The rights of psychiatric patients were regulated by the health law which provided the basis for involuntary hospitalisation. This law has been overruled by the Constitutional Court and at this point in time Slovenia has no legislation on mental health. The situation has been resolved by other legislative acts and by the decision of the Constitutional Court on obligatory co-decision of advocates about involuntary admission. In the last ten years the mental health law has remained an unfinished project. The fact that we have no law on protection of patients’ rights in hospitals, upon admission and in the fields of treatment and rehabilitation enables at least the concealed abuse of psychiatric patients because of the lack of information about their rights. There is a report by the European Commission (Mental Disability Advocacy Centre, 2003:54) on the existence of a few cage beds in Slovenian hospitals and a few other complaints. Such concern is understandable due to the lack of professional monitoring and weak NGO influence on quality standards The abuse of psychiatric patients is more obvious when it comes to their low employment levels, lack of supported employment, housing opportunities, low incomes and regarding the paternalistic attitudes of psychiatric and social workers which, to our knowledge, is no different than in other countries.

Conclusion
The rehabilitation programmes outside the hospitals are solely financed by the social care system and through donations. Slovenian health care policy does not reveal any intention to support the implementation of rehabilitation programmes in the home setting, while in hospitals these are only carried out to a very limited extent due to the short hospitalisation periods. Attempts to connect hospital care, to facilitate the evaluation of patients’ needs, health condition and functioning, with public and private organisations that perform rehabilitation in the community are still in a preliminary stage. The dissociation of health-care, social and private rehabilitation services represents the main obstacle to the implementation of co-ordinated and individually adjusted programmes. Attempted integration agreements such as those discussed at the Conference on Rehabilitation and Community Care (2002), and the Conference on Education in the Field of Mental Health (2004), although relatively well accepted, have remained overlooked in the planning of health care. The main reason for this indifference seems to be attributable to discrimination against patients with mental disorders. Therefore, our main efforts are directed towards destigmatisation. It is necessary to reduce the stigma associated with large institutions, encourage the decriminalisation of psychiatry, i.e. draw a dividing line between the forensic and other lines of psychiatry, and offer education for increasing the power and influence of the users of rehabilitation services. However, as pointed out by patients themselves, in order to achieve this it is necessary to improve their weak social status and poor living conditions, which are the biggest obstacles to their actual integration.


References

Anthony W, Cohen M, Farkas M, and Gagne C. Psychiatric Rehabilitation. Boston: Center for Psychiatric Rehabilitation 2002.

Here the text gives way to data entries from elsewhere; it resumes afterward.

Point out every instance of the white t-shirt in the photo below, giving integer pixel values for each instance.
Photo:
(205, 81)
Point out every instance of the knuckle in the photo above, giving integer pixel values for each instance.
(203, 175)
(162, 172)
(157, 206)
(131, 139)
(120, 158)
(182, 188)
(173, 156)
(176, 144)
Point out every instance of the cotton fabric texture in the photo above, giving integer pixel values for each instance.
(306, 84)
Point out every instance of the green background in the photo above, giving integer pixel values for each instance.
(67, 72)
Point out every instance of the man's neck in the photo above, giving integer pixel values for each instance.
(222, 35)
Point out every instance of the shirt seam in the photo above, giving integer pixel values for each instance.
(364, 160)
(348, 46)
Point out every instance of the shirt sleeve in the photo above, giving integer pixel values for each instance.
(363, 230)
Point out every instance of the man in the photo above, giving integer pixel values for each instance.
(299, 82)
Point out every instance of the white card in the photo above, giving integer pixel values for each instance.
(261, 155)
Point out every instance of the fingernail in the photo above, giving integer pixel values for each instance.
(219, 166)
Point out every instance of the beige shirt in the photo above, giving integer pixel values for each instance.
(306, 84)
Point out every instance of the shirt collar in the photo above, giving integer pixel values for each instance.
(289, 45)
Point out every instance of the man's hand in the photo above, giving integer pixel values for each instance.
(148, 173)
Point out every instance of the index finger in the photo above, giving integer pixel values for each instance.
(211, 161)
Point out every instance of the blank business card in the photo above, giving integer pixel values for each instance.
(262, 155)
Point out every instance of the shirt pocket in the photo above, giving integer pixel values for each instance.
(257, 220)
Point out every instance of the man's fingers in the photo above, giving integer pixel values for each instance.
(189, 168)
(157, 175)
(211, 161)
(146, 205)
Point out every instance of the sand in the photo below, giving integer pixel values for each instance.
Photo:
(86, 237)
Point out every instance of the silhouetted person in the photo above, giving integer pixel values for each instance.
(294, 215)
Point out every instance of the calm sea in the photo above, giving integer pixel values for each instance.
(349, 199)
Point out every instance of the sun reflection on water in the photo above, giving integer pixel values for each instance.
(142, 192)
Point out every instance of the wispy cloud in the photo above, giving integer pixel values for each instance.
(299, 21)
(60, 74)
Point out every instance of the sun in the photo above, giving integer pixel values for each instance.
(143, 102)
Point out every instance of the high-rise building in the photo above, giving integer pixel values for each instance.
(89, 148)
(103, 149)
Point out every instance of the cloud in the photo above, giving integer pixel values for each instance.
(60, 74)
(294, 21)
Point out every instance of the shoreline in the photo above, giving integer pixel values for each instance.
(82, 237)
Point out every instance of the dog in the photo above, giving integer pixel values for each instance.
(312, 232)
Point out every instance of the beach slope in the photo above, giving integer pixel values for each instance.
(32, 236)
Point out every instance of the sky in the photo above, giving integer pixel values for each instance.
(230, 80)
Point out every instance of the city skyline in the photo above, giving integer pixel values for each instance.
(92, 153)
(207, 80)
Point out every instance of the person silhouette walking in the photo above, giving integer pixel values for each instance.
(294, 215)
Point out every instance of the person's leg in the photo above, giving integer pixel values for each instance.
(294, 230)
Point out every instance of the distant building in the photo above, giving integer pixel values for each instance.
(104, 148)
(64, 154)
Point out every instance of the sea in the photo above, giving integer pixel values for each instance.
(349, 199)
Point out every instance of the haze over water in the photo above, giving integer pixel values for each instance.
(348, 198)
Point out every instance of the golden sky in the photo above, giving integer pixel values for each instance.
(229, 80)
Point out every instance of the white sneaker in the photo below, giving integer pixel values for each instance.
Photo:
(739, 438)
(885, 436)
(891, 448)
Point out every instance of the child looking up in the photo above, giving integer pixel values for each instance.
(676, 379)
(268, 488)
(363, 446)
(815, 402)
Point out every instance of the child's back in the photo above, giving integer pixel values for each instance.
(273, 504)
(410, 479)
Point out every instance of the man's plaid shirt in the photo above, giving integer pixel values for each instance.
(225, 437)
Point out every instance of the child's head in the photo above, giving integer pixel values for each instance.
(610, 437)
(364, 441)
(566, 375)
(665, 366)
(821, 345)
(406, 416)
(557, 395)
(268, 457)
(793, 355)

Curson DA, Pantelis C, Ward J and Barnes TR. Institutionalism and schizophrenia 30 years on. Clinical poverty and the social environment in three British mental hospitals in 1960 compared with a fourth in 1990. The British Journal of Psychiatry 1992; 160: 230-241.
Goffman E. Asylums. Harmondsworth 1968. Penguin.

Švab V (ed). Psihosocialna rehabilitacija. Ljubljana: Šent - Slovensko združenje za duševno zdravje 2004.

Švab V, Tomori M, Zalar B, Ziherl S, Dernovšek MZ, Tavčar R. Community rehabilitation service for patients with severe psychotic disorders:the Slovene experience. Int. J. Soc. Psychiatry 2002; 48 (2):156-160.

Wing JK, Brown BW. Institutionalism and schizophrenia. Cambridge University Press. Cambridge 1970.